…y realmente valía la pena…

Cuando iniciaste tu vida empresarial soñabas con una empresa rentable, que liderabas con éxito, con reconocimiento social y seguridad financiera. Probablemente te veías a ti mismo creando trabajo y riqueza para la comunidad y, por lo tanto, disfrutando de un merecido bienestar y de una vida interesante y digna de ser vivida. Todos soñamos con más o menos lo mismo cuando tomamos la decisión de emprender o dirigir una empresa.

Pero luego, la realidad es bien distinta…problemas financieros, largas horas de trabajo, stress, muy poco tiempo libre o para la familia, lucha con proveedores, bancos y falta de compromiso de la gente.

Y muchas veces te habrás preguntado si realmente valía la pena. Arriesgar patrimonio y dedicar tu vida a un negocio que conlleva tantas tensiones e insatisfacciones.

Déjame darte una muy buena noticia. Esto no tiene por qué ser así.

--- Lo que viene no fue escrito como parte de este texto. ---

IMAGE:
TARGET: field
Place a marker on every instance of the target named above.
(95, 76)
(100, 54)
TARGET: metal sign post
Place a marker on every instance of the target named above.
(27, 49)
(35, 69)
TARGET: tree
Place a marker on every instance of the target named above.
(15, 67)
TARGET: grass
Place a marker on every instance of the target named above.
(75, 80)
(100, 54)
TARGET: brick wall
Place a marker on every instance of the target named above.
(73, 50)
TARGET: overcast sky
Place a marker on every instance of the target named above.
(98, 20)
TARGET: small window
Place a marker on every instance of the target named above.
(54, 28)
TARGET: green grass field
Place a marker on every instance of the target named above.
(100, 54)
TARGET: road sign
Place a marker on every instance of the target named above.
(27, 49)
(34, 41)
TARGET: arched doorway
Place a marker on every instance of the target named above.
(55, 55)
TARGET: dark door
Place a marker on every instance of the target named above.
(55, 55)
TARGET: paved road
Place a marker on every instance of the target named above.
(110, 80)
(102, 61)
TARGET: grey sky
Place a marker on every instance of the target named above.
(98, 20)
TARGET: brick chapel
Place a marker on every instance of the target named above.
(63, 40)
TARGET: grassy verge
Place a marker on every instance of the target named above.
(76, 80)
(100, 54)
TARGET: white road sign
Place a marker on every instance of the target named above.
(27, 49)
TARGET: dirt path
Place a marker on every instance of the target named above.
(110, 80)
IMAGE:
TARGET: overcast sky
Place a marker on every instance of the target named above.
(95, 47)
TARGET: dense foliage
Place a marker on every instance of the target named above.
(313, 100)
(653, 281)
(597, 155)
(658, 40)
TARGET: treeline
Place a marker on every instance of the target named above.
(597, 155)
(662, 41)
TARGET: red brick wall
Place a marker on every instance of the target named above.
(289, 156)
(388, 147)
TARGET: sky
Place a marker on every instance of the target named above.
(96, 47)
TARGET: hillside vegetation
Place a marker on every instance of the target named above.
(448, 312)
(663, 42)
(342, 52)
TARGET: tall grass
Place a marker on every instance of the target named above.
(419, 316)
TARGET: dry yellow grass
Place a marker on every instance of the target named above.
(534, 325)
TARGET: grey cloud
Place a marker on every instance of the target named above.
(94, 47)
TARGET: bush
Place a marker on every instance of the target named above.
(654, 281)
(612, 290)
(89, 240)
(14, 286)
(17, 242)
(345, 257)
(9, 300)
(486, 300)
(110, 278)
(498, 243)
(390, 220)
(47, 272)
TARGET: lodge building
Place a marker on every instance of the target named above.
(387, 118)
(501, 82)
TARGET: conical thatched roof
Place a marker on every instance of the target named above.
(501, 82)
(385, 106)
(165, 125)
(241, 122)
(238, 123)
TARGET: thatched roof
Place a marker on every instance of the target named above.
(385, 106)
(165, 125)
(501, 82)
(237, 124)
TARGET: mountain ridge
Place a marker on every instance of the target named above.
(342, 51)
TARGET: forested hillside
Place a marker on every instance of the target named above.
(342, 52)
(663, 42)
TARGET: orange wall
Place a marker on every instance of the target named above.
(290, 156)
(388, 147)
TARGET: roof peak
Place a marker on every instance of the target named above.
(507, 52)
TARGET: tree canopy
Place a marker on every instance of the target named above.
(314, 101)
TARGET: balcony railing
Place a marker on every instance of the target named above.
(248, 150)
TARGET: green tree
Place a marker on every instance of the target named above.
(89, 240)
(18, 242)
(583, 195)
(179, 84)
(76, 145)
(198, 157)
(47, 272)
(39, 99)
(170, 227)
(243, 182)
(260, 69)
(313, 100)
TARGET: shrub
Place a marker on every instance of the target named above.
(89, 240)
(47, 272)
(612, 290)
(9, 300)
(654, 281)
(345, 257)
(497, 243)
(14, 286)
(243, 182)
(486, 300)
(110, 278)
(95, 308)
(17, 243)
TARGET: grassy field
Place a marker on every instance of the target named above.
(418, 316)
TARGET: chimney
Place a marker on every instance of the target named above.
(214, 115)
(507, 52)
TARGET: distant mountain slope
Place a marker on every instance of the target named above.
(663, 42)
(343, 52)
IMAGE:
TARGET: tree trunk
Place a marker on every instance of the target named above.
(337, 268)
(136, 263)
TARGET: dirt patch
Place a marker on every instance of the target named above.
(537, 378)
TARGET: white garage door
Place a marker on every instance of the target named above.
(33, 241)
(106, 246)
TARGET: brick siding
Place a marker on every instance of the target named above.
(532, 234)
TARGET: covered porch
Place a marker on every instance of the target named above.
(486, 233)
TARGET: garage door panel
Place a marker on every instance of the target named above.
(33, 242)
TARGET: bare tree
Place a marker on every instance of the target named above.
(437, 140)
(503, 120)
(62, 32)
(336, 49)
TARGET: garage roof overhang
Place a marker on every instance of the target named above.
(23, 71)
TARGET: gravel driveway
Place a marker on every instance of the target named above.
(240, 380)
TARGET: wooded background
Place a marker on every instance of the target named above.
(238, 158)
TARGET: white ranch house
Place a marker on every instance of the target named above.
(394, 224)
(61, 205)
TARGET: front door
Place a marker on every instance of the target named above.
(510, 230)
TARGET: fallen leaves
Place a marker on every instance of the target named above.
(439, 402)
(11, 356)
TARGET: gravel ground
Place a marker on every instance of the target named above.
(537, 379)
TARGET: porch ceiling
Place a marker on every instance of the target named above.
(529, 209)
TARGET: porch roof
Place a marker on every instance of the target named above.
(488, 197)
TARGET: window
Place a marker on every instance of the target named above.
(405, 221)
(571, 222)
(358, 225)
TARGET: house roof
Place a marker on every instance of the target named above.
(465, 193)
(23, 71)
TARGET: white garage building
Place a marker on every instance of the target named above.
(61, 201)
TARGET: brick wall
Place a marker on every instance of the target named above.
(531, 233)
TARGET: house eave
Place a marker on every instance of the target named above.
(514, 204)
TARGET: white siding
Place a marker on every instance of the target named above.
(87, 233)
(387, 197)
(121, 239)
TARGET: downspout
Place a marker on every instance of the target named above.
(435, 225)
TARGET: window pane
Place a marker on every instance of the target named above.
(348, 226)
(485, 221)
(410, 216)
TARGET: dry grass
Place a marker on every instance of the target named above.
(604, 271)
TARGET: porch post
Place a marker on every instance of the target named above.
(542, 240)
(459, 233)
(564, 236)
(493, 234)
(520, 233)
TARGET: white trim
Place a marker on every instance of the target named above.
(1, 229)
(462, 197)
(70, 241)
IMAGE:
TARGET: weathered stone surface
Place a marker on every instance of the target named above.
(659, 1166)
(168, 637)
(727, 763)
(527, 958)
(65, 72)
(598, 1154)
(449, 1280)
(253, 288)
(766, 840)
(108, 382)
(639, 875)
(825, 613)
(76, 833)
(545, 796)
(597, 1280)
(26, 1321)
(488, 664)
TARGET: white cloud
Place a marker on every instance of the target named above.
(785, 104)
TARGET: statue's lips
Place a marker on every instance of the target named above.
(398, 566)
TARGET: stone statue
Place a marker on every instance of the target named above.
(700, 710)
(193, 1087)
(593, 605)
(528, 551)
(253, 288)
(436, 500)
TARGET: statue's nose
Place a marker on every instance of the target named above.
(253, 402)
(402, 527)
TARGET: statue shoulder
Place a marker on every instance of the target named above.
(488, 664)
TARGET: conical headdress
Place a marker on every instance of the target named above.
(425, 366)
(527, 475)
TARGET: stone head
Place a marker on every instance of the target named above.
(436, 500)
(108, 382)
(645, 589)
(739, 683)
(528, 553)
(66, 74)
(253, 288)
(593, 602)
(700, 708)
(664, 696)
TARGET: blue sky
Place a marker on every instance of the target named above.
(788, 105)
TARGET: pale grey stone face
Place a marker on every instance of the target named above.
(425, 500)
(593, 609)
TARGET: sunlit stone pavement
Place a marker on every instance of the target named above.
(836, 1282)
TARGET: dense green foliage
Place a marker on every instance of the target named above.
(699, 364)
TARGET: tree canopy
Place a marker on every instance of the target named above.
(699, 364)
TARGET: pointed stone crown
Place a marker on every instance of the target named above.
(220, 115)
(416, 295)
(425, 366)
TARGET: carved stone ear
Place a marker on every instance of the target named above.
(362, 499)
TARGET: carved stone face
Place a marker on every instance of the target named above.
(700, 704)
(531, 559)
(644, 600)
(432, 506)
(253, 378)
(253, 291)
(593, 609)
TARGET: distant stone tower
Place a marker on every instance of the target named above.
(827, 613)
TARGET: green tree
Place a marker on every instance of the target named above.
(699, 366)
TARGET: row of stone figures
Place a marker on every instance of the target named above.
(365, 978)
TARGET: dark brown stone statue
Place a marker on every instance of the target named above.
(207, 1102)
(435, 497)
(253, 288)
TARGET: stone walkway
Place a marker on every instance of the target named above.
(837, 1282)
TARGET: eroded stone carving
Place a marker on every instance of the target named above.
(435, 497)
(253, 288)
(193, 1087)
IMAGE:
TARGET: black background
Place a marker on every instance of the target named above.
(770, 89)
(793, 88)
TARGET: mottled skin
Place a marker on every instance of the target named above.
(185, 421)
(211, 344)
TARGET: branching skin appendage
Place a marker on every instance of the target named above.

Gestionar recursos siempre fue complejo y abundan los ejemplos de mala asignación o despilfarro de recursos, tanto a nivel de gobiernos como de organizaciones de todo tipo. Pero el dueño de la empresa no tiene más alternativa que liderarla y marcar el camino. Y eso no te lo enseñan en ningún master.

Pero desde luego, necesitas dotar a tu empresa de las herramientas, sistemas, procesos y estructuras para que sea rentable y sostenible. Y necesitas dotarte de las herramientas que te permitan controlar el desempeño de tu negocio y de las aptitudes y habilidades que te permitan dirigirla y liderarla de una forma óptima.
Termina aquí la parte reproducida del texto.